Anti-nucléaires et actions de protestation

Après l’installation des silos à missiles dans les champs agricoles des plaines occidentales du Dakota du Sud, les missiles sont passés largement inaperçus. Logés sous terre, les missiles passaient largement inaperçus. À la fin de 1963, trois escadrons de missiles stratégiques comprenant chacun cinq vols de dix missiles Minuteman étaient en état d’alerte sur une superficie de 13 500 miles carrés dans les plaines occidentales du Dakota du Sud. Des missiles Minuteman supplémentaires dans le Missouri, le Montana, le Dakota du Nord, le Wyoming, le Colorado et le Nebraska formaient une composante essentielle de la force de dissuasion nucléaire des États-Unis.

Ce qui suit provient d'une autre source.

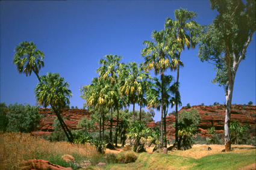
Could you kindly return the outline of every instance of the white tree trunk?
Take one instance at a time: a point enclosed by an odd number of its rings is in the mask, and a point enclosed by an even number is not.
[[[233,77],[231,78],[234,79]],[[226,96],[226,116],[225,118],[224,133],[225,133],[225,150],[229,151],[231,149],[231,137],[230,135],[230,121],[231,117],[231,103],[233,94],[234,81],[229,84],[228,94]]]

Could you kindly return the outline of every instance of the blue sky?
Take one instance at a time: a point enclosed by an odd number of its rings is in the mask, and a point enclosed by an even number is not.
[[[23,41],[34,42],[45,53],[45,67],[39,75],[58,73],[70,84],[70,106],[81,108],[85,101],[80,97],[80,87],[98,76],[96,70],[104,55],[122,56],[125,63],[142,62],[143,41],[151,40],[153,30],[164,29],[166,17],[175,19],[175,9],[196,12],[196,21],[206,25],[217,14],[210,7],[208,1],[1,1],[1,102],[36,104],[37,78],[34,73],[19,74],[12,64],[15,47]],[[233,103],[256,103],[255,34],[253,38],[237,71]],[[200,61],[198,50],[181,53],[183,105],[223,104],[223,88],[211,83],[215,77],[213,65]],[[176,79],[176,71],[168,73]],[[160,120],[159,112],[154,120]]]

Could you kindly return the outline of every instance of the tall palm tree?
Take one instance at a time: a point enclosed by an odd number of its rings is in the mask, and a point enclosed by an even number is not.
[[[111,88],[113,88],[114,85],[117,81],[117,76],[118,76],[118,70],[120,65],[120,61],[122,58],[120,56],[117,56],[115,55],[107,55],[104,56],[103,58],[101,58],[99,61],[99,64],[102,65],[96,70],[96,71],[99,73],[99,77],[102,77],[104,80],[105,80],[107,77],[109,77],[110,79],[110,82],[111,87]],[[110,97],[109,99],[110,103],[110,142],[112,143],[112,127],[113,127],[113,109],[112,104],[113,102],[113,93],[114,91],[111,91],[111,92],[109,93],[108,96]]]
[[[140,99],[142,101],[139,102],[139,97],[142,98],[145,94],[143,82],[148,75],[143,71],[142,67],[139,67],[136,62],[129,62],[126,68],[124,84],[120,87],[120,92],[123,96],[128,96],[133,105],[133,121],[134,121],[135,104],[140,103],[141,106],[143,103],[143,99]]]
[[[164,84],[164,73],[168,68],[173,68],[177,61],[173,59],[171,44],[167,41],[166,33],[163,30],[157,32],[154,31],[152,34],[154,41],[145,41],[146,46],[142,51],[142,56],[144,58],[145,70],[154,70],[156,75],[160,73],[162,84],[161,92],[163,93]],[[163,100],[161,103],[161,139],[160,147],[163,147]]]
[[[23,73],[28,76],[33,71],[40,81],[39,73],[41,67],[45,66],[43,61],[45,58],[44,53],[37,49],[36,44],[33,41],[20,43],[15,47],[14,51],[13,63],[17,66],[19,73]]]
[[[89,106],[97,108],[99,110],[99,139],[101,139],[101,120],[102,120],[102,139],[104,140],[104,108],[106,105],[106,96],[104,91],[105,84],[102,77],[93,77],[88,90],[84,90],[83,98],[87,102]]]
[[[158,111],[160,110],[161,103],[162,100],[164,103],[164,131],[165,135],[164,140],[164,147],[167,147],[166,141],[166,115],[168,110],[168,108],[170,105],[172,108],[175,103],[175,95],[176,93],[176,83],[173,84],[172,82],[173,78],[172,76],[164,75],[164,79],[165,83],[164,86],[164,91],[162,93],[161,87],[162,84],[157,77],[154,77],[153,80],[154,82],[151,84],[151,87],[147,91],[147,100],[148,100],[148,107],[151,108],[151,107],[157,109]]]
[[[36,100],[45,107],[51,105],[69,141],[72,142],[73,135],[61,117],[62,109],[70,104],[69,98],[72,95],[68,89],[69,84],[58,73],[48,72],[46,76],[41,76],[40,79],[35,88]]]
[[[193,41],[193,37],[196,36],[195,29],[198,27],[198,23],[195,22],[193,19],[197,17],[197,14],[195,12],[188,11],[186,9],[180,8],[179,10],[174,11],[175,20],[171,20],[167,17],[164,24],[166,31],[168,34],[171,35],[173,37],[174,35],[176,39],[176,50],[178,55],[176,55],[177,59],[180,61],[181,52],[187,47],[187,49],[192,47],[195,49],[196,43]],[[176,82],[178,83],[180,77],[180,62],[177,65],[177,77]],[[176,124],[178,124],[178,100],[176,101]],[[178,128],[175,129],[175,141],[178,142]],[[178,145],[178,149],[180,149],[180,146]]]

Au début de la construction et du déploiement des installations Minuteman, les discussions sur les implications du déploiement massif de missiles nucléaires dans les communautés américaines sont restées minimes. La plupart des résidents acceptaient généralement la proximité des sites de missiles, et que ce soit par patriotisme, par manque d’information, par indifférence, par peur des missiles eux-mêmes ou par préoccupation de la vie quotidienne, les résidents locaux ignoraient pour la plupart la présence des missiles. Selon un habitant du Dakota du Nord, Jody McLaughlin, les gens « ont choisi de ne pas savoir. L’attitude était la suivante : ‘Je ne veux pas y penser. Je ne veux pas en parler ou le reconnaître ». L’opposition organisée à l’implantation de missiles balistiques intercontinentaux (ICBM) de la part des résidents locaux au cours de cette période était pratiquement inexistante.

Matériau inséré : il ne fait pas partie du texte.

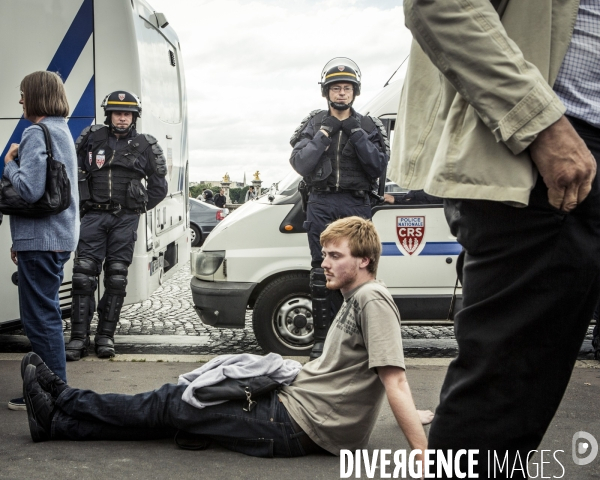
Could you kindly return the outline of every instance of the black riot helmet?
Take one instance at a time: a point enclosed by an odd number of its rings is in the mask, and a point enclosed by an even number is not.
[[[347,57],[335,57],[323,67],[321,72],[321,95],[327,98],[329,105],[336,110],[346,110],[352,106],[354,99],[360,95],[361,73],[358,65]],[[354,96],[349,104],[338,104],[329,101],[329,87],[334,83],[348,82],[354,85]]]
[[[104,124],[108,125],[115,133],[126,134],[135,127],[138,117],[142,116],[142,102],[135,93],[125,90],[117,90],[104,97],[101,107],[104,109],[106,119]],[[127,128],[117,128],[111,122],[111,112],[132,112],[133,121]]]

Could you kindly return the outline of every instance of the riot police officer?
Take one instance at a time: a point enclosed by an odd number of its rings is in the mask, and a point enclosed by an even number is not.
[[[114,333],[126,294],[140,214],[167,194],[167,166],[156,138],[135,130],[142,106],[130,92],[102,102],[105,125],[92,125],[75,143],[79,164],[81,233],[73,266],[73,309],[67,360],[88,354],[94,292],[104,263],[104,295],[98,304],[96,355],[115,355]]]
[[[376,188],[389,160],[389,143],[381,121],[352,108],[360,95],[358,65],[349,58],[334,58],[323,68],[319,83],[327,110],[310,112],[290,140],[294,147],[290,163],[302,175],[309,192],[304,227],[312,257],[310,289],[315,343],[311,358],[319,357],[323,351],[331,324],[330,303],[334,301],[325,286],[319,237],[338,218],[371,218],[369,193]]]

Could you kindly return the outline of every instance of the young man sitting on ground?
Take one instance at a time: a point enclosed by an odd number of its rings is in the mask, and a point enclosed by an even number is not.
[[[260,397],[250,411],[235,400],[198,409],[182,400],[185,385],[137,395],[70,388],[28,354],[23,392],[33,440],[145,440],[179,430],[259,457],[339,455],[367,447],[387,396],[410,447],[426,449],[422,424],[433,414],[416,410],[406,380],[398,309],[375,280],[381,255],[375,227],[344,218],[327,227],[321,244],[327,287],[341,290],[345,302],[323,355],[291,385]]]

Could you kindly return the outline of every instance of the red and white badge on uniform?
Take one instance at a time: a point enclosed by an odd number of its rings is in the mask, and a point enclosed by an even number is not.
[[[102,168],[105,160],[106,156],[104,155],[104,150],[98,150],[98,153],[96,154],[96,165],[98,168]]]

Tout le monde n’a cependant pas accepté la présence de missiles nucléaires. Les actes de résistance contre le programme de défense nucléaire de l’Amérique ont commencé à la fin des années 1950 et comprenaient à la fois des protestations solitaires et des groupes organisés. Les protestations individuelles étaient généralement le fait de résidents locaux, tandis que les premières actions collectives étaient généralement organisées par des groupes nationaux. En 1958, un manifestant solitaire tenait un panneau anti-nucléaire/paix lors de l’inauguration de la base aérienne F.E. Warren à Cheyenne, Wyoming, en tant que site Atlas.

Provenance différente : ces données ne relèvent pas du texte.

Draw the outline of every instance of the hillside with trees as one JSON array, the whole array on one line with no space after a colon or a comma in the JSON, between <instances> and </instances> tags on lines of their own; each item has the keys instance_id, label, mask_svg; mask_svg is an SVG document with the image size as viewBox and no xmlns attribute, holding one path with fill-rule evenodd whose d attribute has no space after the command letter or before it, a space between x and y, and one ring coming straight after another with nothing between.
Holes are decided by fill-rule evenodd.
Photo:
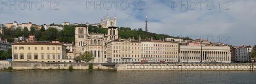
<instances>
[{"instance_id":1,"label":"hillside with trees","mask_svg":"<svg viewBox=\"0 0 256 84\"><path fill-rule=\"evenodd\" d=\"M52 24L53 24L53 23ZM52 25L52 24L51 24ZM52 40L56 39L64 42L71 43L75 41L75 28L76 25L71 25L69 27L68 25L57 25L63 27L64 30L61 31L58 31L55 28L51 27L48 28L47 30L45 30L44 27L42 26L41 29L37 29L32 27L30 28L30 31L29 31L28 28L26 27L22 30L19 28L13 30L11 28L6 28L3 27L3 30L4 32L4 35L3 35L1 34L0 35L3 39L6 38L8 41L10 42L13 42L15 38L21 36L23 35L26 38L27 38L29 35L35 35L36 41L50 41ZM79 25L85 25L84 24ZM108 29L107 28L91 25L88 26L87 27L89 33L99 33L108 34ZM152 37L153 38L153 39L156 40L162 39L167 38L180 38L183 39L192 40L188 37L179 38L163 34L157 34L155 33L147 32L143 31L141 28L131 30L131 28L129 27L118 27L118 30L119 37L121 37L122 38L132 38L134 37L135 39L137 39L138 36L140 35L142 39L148 39Z\"/></svg>"}]
</instances>

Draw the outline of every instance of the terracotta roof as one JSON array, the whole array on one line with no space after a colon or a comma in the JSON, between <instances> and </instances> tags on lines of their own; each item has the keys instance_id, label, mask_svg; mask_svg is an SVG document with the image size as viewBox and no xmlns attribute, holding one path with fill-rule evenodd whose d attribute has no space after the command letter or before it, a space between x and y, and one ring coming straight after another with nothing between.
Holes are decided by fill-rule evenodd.
<instances>
[{"instance_id":1,"label":"terracotta roof","mask_svg":"<svg viewBox=\"0 0 256 84\"><path fill-rule=\"evenodd\" d=\"M62 45L59 43L34 42L34 43L15 43L12 45Z\"/></svg>"},{"instance_id":2,"label":"terracotta roof","mask_svg":"<svg viewBox=\"0 0 256 84\"><path fill-rule=\"evenodd\" d=\"M54 39L54 40L52 40L52 41L59 41L61 42L62 42L62 41L61 41L60 40L58 40L58 39Z\"/></svg>"},{"instance_id":3,"label":"terracotta roof","mask_svg":"<svg viewBox=\"0 0 256 84\"><path fill-rule=\"evenodd\" d=\"M140 40L140 41L151 41L152 42L152 41L151 41L151 40L148 40L148 39L142 39Z\"/></svg>"},{"instance_id":4,"label":"terracotta roof","mask_svg":"<svg viewBox=\"0 0 256 84\"><path fill-rule=\"evenodd\" d=\"M164 41L164 42L177 43L177 42L172 42L172 41Z\"/></svg>"},{"instance_id":5,"label":"terracotta roof","mask_svg":"<svg viewBox=\"0 0 256 84\"><path fill-rule=\"evenodd\" d=\"M163 41L162 41L161 40L153 40L153 42L163 42Z\"/></svg>"},{"instance_id":6,"label":"terracotta roof","mask_svg":"<svg viewBox=\"0 0 256 84\"><path fill-rule=\"evenodd\" d=\"M62 43L62 44L72 44L72 43Z\"/></svg>"},{"instance_id":7,"label":"terracotta roof","mask_svg":"<svg viewBox=\"0 0 256 84\"><path fill-rule=\"evenodd\" d=\"M77 25L77 26L76 26L76 27L86 27L86 26L83 26L83 25Z\"/></svg>"}]
</instances>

Une première action de groupe a eu lieu à Cheyenne lorsque le Committee for Non-violent Action, un groupe basé à Philadelphie, a monté une campagne de sensibilisation au cours de l’été 1958, qui visait à arrêter la construction de sites de missiles Atlas dans la région de Cheyenne. La campagne, baptisée « Appel à Cheyenne », visait à encourager les résidents locaux à s’opposer à la construction du nouveau site Atlas sur la base aérienne F.E. Warren et à sensibiliser le public aux armes nucléaires. D’autres campagnes ont été menées contre les sites de silos à missiles et l’arsenal nucléaire des États-Unis, notamment par la War Resisters League. En 1959, l' »action Omaha » de ce groupe a attiré l’attention nationale sur le déploiement précoce d’un ICBM Atlas dans le Nebraska. La War Resisters League a distribué des brochures encourageant les habitants du Nebraska et d’autres à protester contre les armes nucléaires.
L’intensité de l’activisme antinucléaire variait en fonction du climat politique. Le débat public sur les armes nucléaires en Amérique est resté pratiquement inexistant pendant la majeure partie des années 1960. La signature du Traité d’interdiction des essais nucléaires par les États-Unis et l’Union soviétique en 1963 a semblé réduire l’inquiétude du public sur la question des armes nucléaires, car les essais nucléaires sont devenus souterrains. Le développement et les essais d’armes nucléaires se sont toutefois poursuivis sans relâche – les États-Unis ont effectué plus d’essais dans les cinq années qui ont suivi le traité d’interdiction des essais que dans les cinq années qui ont précédé sa signature – et la perception de la menace nucléaire a perdu son caractère immédiat. Du milieu des années 1960 au début des années 1970, de nombreux groupes pacifistes locaux et nationaux ont changé d’orientation, se concentrant plutôt sur le mouvement des droits civiques et la guerre du Vietnam. Le mouvement antinucléaire n’a été revigoré qu’à la fin des années 1970 et au début des années 1980, lorsque l’Europe et les États-Unis ont connu un regain d’inquiétude à l’égard des armes nucléaires.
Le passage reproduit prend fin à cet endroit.